Консул: — Но я не понимаю, почему же мой отец сам не ходил в банк с деньгами? Ведь он жил здесь, и ему нужно было сделать только несколько шагов.
— Да, — отвечал, несколько смутясь, Иёнсен, — простите меня за то, что я скажу, но отец ваш был порою такой странный, он был иногда, пожалуй, слишком важный, сказал бы я. Вероятно, ему хотелось показать всему правлению, какими средствами и деньгами он ворочает, вместо того чтобы незаметно отнести их в банк. Простите меня, но не я один был такого мнения.

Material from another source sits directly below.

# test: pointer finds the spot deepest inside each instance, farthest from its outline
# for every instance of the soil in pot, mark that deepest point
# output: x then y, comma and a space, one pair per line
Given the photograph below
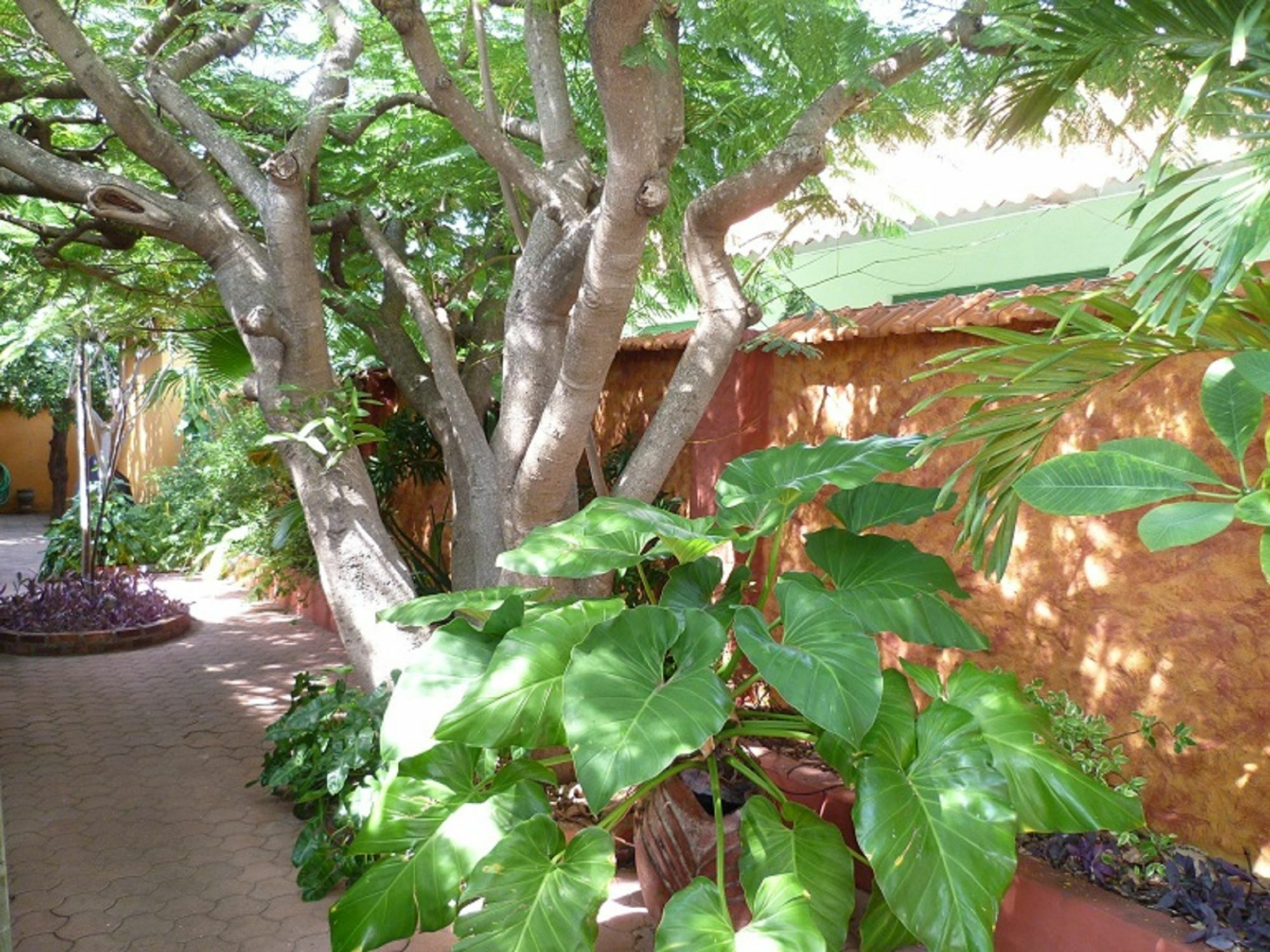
676, 841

— Это очень хорошее объяснение, — сказал Гордон Тидеман, — и я сердечно благодарен вам за ваше внимание. Не знаю, понадобится ли, но на всякий случай я позволю себе рассчитывать на вас в качестве свидетеля.
Иёнсен ответил:
— Когда угодно! Я не подведу!
Консул отправил к нотариусу посыльного со следующим письмом:
«И вчера и сегодня я надеялся увидеть господина директора банка у себя в конторе. Мои дальнейшие шаги будут зависеть от вашего объяснения и извинения. С почтением...»
В течение часа директор банка никак не проявил себя. Затем он позвонил по телефону: не получен разве контокоррент? Не достаточно ли того объяснения, что старые ошибки были сделаны ещё его предшественником? Что ещё нужно объяснить? Его можно застать в банке до двух часов.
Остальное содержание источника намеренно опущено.